Master Chief Petty Officer Ngangom Dingko Singh (1 January 1979 – 10 June 2021) was an Indian boxer who won the gold medal at 1998 Asian Games in Bangkok. He was from the North-eastern Indian state of Manipur. He was awarded the Padma Shri by the Government of India in 2013.

==Achievements==
Ngangom Dingko Singh, commonly known as Dingko Singh, was an Indian boxer. He is considered to have been one of the most outstanding boxers India ever produced. He won the King's Cup in Bangkok in 1997 and the Asian Games gold in the 1998 Bangkok Games. He was a service personnel of the Indian Navy.

==Early life==
He was born on 1 January 1979 in a remote village called Sekta, in the Imphal East District, Manipur to a very poor family. Dingko had to fight back adversities from the beginning of his life, and was brought up in an orphanage.

==National boxing==
The trainers at a Special Area Games Scheme initiated by the Sports Authority of India identified the hidden talents of Dingko during the assessment camp from Dec. 1990 to Jan. 1991 at Khuman Lampak, Imphal. He was inducted at SAI SAG Khuman Lampak, Imphal w.e.f. 12 Feb. 1991 and trained under the guidance of Boxing coach Shri. Leishangthem Ibomcha Singh. In the same year, 20-26 Nov. 1991, in his debut at National level championship, he won gold medal in the 7th Sub. Jr. National Boxing Championship in the age group 12 years (E-2) at Ambala. This achievement brought Dingko into the eyes of the selectors and coaches, who began to see him as a promising boxing star of India .

==International boxing==
He made his debut into the arena of international boxing in 1997, and won the King's cup 1997 held at Bangkok, Thailand. Apart from winning the tournament, Dingko Singh was also declared the best boxer of the meet. He also represented India at the 1998 Asian Games and at the 2000 Summer Olympics.

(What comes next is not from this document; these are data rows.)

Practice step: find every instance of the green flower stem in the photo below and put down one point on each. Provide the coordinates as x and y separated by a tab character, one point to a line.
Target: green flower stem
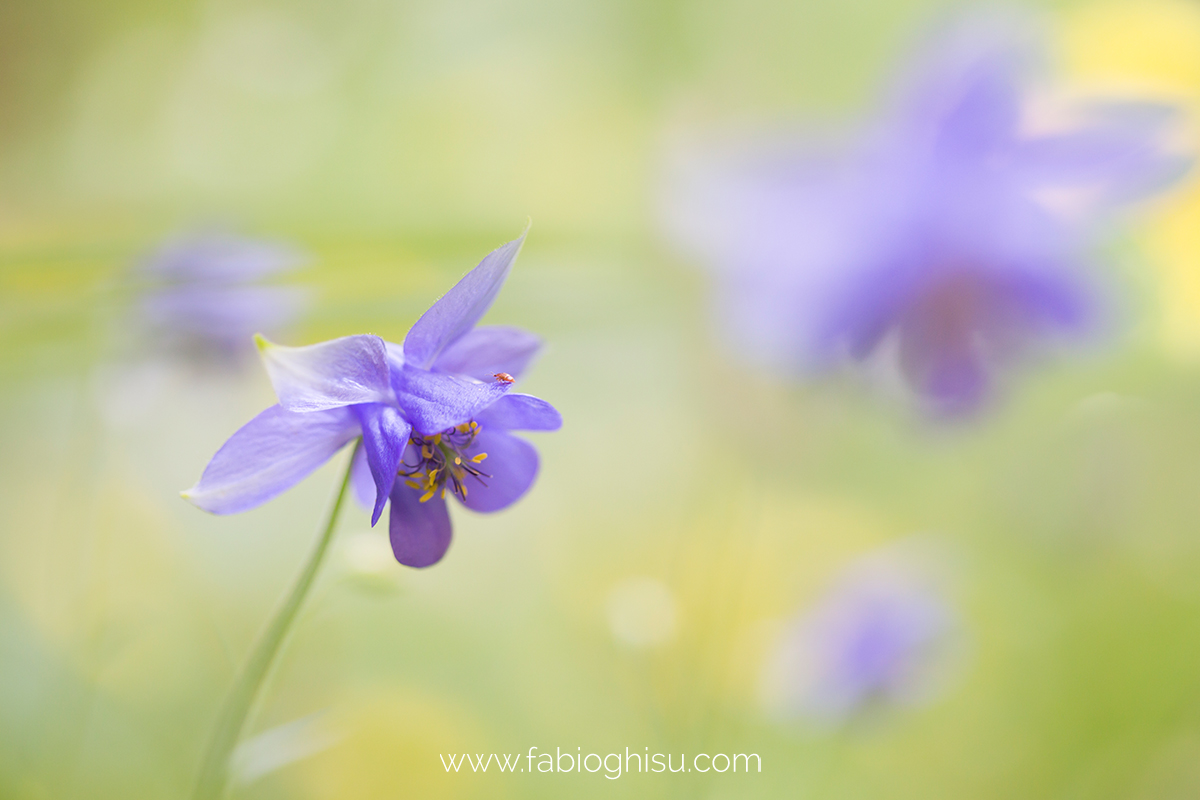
214	776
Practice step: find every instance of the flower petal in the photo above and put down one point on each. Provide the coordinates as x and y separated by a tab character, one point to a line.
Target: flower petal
340	372
384	438
361	480
513	464
460	308
419	531
487	350
270	453
519	411
435	401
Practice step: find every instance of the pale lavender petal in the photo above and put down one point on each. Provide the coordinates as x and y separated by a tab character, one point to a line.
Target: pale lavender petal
460	308
487	350
513	465
216	258
340	372
1119	156
515	411
384	438
270	453
419	531
435	401
363	480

He was selected for the Indian boxing squad which participated at the Asian Games in Bangkok in 1998. For unknown reasons he was dropped from the team at the last minute and dejected Dingko went on a drinking spree, collapsing after a long session of drinks. Eventually he was selected and the event proved to be pinnacle of his career as he created history by winning the gold medal in the 54 kg Bantamweight category.

In his journey to the gold, Dingko achieved a major upset by defeating Wong Prages Sontaya, an excellent boxer from Thailand in the semifinal match. Dingko's victory was a surprise.

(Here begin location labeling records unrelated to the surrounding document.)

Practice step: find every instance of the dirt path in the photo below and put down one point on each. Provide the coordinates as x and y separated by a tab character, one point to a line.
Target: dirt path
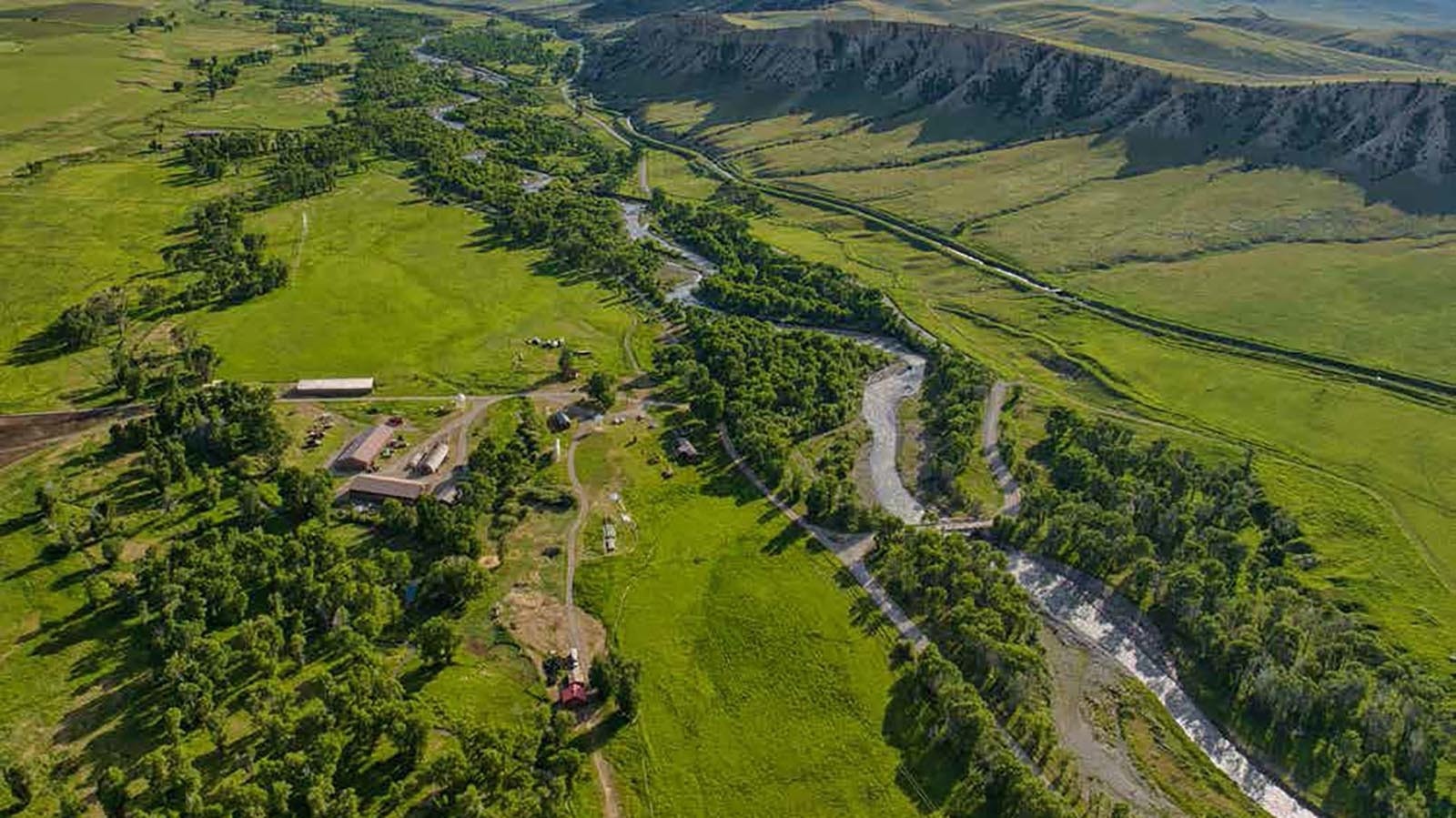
609	786
303	236
29	432
851	549
609	793
990	450
572	534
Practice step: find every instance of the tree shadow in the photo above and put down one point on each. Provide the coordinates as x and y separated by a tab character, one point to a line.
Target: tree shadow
928	772
601	734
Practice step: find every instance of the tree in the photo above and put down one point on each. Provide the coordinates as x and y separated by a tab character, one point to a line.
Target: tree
306	495
455	580
46	500
70	805
618	677
111	793
21	782
437	641
201	361
251	507
602	389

One of the most glorious moments in the boxing event of the Bangkok Asian Games of 1998 arrived when Dingko fought the well known boxer from Uzbekistan, Timur Tulyakov in the final match. At that time, Timur held the No. 5 ranking in the division in the world. Dingko had just moved up to the 54 kg category from the 51 kg a few months back before winning the gold, which made his victory a lot more impressive. During the match, he proved to be far better than his opponent, and Timur had to retire after the fourth round of the fight.

==Awards and honors==
To commemorate his excellence in the sport of boxing, and his extraordinary contribution to the nation by his consistent efforts and dedication, Dingko Singh was honored with the Arjuna Award in 1998 and later with the Padma Shri Award, the country's fourth-highest civilian award, in 2013.

== Death==
He died, on Thursday 10 June 2021, after a long battle with liver cancer as well as post COVID-19 complications. He had been fighting the disease since 2017.

== Personal life ==
Dingko did not go professional like other boxers as he was a service personnel of the Indian Navy. He was a boxing coach and a very respected figure in the Indian Navy.

== Media ==
A movie inspired by his life was said to be in the making. It would have starred Shahid Kapoor, and be directed by Raja Krishna Menon. However, this project has now been shelved.